Cozinha da loja da Tim, onde vendedora teria sido atacada por gerente e outro vendedor
Reprodução/Redes sociais
O que diz a empresa
Procurada para se manifestar sobre o caso, a TIM enviou uma nota dizendo que a apuração dos fatos ocorre sob sigilo, que lamenta a situação da funcionária e que mantém um “canal sério e sigiloso” para denúncias.
Confira a íntegra da nota abaixo:
“A TIM repudia veementemente qualquer situação de violência, abuso ou assédio e esclarece que o caso se encontra sob apuração sigilosa por parte das autoridades competentes.
Em função do recebimento da denúncia do Ministério Público, pelo Juiz Criminal, a empresa demitiu os dois colaboradores.

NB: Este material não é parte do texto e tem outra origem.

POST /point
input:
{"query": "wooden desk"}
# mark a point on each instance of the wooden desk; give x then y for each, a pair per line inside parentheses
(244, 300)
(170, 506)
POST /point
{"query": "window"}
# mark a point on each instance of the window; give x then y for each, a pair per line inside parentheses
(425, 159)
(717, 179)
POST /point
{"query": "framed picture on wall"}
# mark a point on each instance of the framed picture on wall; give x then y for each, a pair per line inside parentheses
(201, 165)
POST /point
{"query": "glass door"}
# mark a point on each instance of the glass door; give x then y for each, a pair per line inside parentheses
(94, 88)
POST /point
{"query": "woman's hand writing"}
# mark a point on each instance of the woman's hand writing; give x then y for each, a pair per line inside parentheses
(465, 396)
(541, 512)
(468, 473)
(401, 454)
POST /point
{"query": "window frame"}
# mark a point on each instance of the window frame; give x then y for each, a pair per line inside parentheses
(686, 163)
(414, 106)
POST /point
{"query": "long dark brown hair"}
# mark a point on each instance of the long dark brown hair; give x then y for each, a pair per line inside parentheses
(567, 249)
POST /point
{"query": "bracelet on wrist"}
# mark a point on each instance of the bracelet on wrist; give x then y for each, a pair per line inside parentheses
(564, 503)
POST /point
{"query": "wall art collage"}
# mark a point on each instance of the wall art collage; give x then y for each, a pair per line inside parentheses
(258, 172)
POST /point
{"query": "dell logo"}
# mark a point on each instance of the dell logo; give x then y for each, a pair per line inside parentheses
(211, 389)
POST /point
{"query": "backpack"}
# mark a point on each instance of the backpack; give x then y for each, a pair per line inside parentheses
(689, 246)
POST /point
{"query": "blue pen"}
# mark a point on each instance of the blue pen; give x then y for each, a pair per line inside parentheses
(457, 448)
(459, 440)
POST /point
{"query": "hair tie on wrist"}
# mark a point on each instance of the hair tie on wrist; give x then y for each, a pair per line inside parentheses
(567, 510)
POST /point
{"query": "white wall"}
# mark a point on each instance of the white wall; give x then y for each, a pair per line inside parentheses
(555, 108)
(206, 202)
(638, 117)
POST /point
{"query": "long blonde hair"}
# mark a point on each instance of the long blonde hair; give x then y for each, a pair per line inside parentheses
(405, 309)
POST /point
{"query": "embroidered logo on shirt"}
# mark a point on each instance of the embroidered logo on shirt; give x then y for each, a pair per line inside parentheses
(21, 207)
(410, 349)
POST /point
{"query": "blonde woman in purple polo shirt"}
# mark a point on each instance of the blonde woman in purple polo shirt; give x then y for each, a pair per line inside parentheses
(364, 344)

A empresa lamenta a situação exposta pela ex-colaboradora e informa que entrou em contato com a mesma para prestar apoio e suporte psicossocial a ela e a sua família. A empresa esclarece que qualquer decisão tomada com relação a seus colaboradores é sempre feita de forma imparcial e baseada em fatos apurados e documentados.
Ressalta-se, ainda, que a demissão da ex-colaboradora se deve a eventos pregressos vinculados à relação de trabalho e totalmente alheios aos fatos relatados. ”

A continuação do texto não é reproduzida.